- data.py: Contains functions to load all tatoeba datasets. The corresponding datasets need to be downloaded and placed in the
data
folder. Details see Dataset Preparation - llm_eval.py: Tests the output using our implemented LLM-Eval.
- train.py: Training script, where hyperparameters can be modified.
- utils.py: Contains various functions needed during training, testing, etc., mainly including code for using LoRA-GA and lora.
- config.yaml: Contains model name, source language, target language, etc. Modify the config to train translation models in different languages.

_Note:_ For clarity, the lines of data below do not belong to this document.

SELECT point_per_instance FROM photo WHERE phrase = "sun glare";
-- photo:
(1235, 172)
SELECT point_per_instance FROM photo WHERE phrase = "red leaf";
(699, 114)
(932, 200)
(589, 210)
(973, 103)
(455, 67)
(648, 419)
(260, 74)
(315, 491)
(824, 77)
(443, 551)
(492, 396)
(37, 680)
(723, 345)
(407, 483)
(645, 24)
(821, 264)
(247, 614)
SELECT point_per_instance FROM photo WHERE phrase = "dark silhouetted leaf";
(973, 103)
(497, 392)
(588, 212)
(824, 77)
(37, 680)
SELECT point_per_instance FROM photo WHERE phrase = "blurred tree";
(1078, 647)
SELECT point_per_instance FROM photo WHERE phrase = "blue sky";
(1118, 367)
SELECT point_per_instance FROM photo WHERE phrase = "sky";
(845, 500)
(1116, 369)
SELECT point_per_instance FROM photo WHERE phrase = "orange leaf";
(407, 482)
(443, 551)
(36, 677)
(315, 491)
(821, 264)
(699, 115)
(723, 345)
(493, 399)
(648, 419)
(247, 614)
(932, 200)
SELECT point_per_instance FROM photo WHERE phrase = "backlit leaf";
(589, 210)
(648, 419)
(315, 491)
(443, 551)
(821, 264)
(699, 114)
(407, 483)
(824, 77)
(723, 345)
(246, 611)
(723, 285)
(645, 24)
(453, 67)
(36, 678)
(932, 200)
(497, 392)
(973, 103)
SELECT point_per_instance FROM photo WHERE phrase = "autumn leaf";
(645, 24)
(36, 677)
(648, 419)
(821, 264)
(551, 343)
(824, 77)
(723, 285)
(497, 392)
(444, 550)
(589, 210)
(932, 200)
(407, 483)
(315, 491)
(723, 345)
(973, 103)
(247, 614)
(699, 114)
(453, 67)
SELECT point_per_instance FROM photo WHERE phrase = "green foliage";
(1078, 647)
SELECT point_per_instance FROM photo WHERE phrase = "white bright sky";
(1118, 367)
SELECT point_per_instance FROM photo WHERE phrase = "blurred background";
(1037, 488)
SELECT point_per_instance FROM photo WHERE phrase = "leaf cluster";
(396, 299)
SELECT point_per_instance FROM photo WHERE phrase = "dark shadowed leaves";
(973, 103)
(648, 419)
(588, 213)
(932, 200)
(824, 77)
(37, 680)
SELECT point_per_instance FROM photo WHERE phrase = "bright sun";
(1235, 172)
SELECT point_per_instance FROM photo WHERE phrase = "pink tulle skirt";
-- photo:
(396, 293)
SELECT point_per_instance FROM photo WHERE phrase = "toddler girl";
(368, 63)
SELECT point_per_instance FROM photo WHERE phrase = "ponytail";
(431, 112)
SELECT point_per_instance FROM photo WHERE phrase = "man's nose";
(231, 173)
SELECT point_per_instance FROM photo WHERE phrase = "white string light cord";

- requirements.txt: Dependencies.
- data: Folder for storing datasets.
- peft: PEFT library required for LoRA-GA.
- outputs: Stores translation outputs and standard outputs, used for LLM-Eval.
- checkpoints: Stores model checkpoints during training. Not necessarily needed for the LLM-Evaluation in this code.
Our code is built based on:
- CUDA 11.8
- Python 3.10
To set up the required environment for this code, first install the requirements by:
pip install -r requirements.txt
One possible issue you may encounter is being unable to install the nltk
package, which can be fixed by trying the following:
python
import nltk
nltk.download('wordnet')
nltk.download('punkt')
nltk.download('omw-1.4')
Next, unzip and install the peft code pack:
unzip peft.zip
pip install -e peft
We conduct our experiment on the Tatoeba dataset. To prepare this dataset, please download the corresponding languages(German, Japanese and Chinese) from https://tatoeba.org/zh-cn/downloads. Find the Custom Exports label, choose source language and target language and download. The downloaded .tsv
files should be put in ./data/tatoeba
folder.
The training and evaluation with traditional metrics of our project can be reproduced by:
python train.py input_language='de' target_language='en' training_strategy='loraga'
You can select input_language
from ['de','ja','zh']
, target_language
(we only implemented 'en'
), and training_strategy
from ['full fine-tune','lora','loraga']
to perform different traing experiments.
You can also modify these settings along with the backbone settings in config.yaml
. Other hyper-parameters canbe tuned in train.py
.
This script will directly output the traditional metrics and save the trained models in ./checkpoints
, the translation results in ./outs
which could be used for the LLM-Evaluation in the next step.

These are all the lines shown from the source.